OconEco was founded by John C. O’Connor after thirty years creating and managing decision support systems at the IMF and World Bank, including senior staff positions in each. His financial background led him to conclude, while Senior Advisor in the World Bank’s Environment Department, that the Bank’s performance should be judged by its role in promoting the wealth of nations, broadly defined to include environmental and social as well as economic assets. This led to the Bank’s 1995 publication, Monitoring Environmental Progress (MEP). (To view a full list of his publications click here)
As the Financial Times wrote about MEP, “The serious purpose of the research is to put flesh on the notoriously hazy concept of ‘sustainable development” while the New York Times wrote it, “is already being hailed as a model that could help to refocus development strategies.” (For these and other press quotes, click here.) While still available online and discussed elsewhere, this pioneering work is mainly of interest because it continues, as the Bank’s Millennium Capital Assessment and as the recently agreed framework for work in advanced countries on national sustainability indicators.
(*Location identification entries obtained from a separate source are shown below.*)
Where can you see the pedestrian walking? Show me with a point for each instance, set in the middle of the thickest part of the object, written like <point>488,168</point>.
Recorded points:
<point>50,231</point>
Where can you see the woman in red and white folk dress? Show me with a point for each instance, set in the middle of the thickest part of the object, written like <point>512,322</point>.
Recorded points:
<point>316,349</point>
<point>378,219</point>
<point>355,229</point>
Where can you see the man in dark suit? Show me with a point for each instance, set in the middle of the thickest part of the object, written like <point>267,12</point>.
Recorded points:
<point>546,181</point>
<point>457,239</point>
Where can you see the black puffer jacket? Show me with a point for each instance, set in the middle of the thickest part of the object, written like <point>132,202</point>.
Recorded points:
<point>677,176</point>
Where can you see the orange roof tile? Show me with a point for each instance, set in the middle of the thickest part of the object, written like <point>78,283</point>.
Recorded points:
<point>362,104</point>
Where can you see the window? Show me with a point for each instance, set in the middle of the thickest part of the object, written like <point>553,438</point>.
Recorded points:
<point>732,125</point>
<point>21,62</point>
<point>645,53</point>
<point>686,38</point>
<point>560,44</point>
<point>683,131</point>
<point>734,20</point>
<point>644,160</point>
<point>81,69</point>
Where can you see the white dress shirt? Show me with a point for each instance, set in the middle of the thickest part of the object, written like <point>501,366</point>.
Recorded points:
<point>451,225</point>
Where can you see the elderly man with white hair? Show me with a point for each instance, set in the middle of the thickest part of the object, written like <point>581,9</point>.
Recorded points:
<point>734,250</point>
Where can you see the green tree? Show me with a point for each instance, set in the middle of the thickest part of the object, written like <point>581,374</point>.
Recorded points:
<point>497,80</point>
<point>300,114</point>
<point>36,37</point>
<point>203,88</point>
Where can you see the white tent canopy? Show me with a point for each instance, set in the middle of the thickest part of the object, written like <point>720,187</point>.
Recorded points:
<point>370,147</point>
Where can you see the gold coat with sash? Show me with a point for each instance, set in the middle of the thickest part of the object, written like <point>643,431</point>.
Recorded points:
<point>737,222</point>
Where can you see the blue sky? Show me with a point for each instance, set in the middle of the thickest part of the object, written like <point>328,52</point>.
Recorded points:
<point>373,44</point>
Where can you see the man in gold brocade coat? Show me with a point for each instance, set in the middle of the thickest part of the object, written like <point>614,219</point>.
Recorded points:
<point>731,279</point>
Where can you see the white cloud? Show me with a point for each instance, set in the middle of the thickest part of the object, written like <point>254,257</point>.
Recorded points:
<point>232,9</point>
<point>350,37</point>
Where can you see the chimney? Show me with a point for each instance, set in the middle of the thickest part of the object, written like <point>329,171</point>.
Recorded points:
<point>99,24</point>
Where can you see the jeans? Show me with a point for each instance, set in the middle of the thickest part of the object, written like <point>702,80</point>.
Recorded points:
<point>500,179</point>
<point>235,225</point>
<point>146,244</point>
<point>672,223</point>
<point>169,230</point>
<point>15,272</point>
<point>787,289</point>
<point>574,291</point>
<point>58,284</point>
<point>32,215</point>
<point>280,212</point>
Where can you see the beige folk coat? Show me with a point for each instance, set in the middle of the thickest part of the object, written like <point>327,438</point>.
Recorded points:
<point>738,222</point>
OconEco’s tools-based service “connects the dots” between financial and nonfinancial indicators of sustainability at the business level, much as MEP did at the national level. And much as it took more than a decade for his national wealth model to appear in the work of national accountants, John expects it will take until 2020 for his business wealth model to appear in Generally Accepted Accounting Practices (GAAP). Until then OconEco’s business wealth model envisages “satellite” accounts revolving around a “core” of financial accounts, so business clients may take what is material to them and leave the rest (via the materiality filter we help clients build).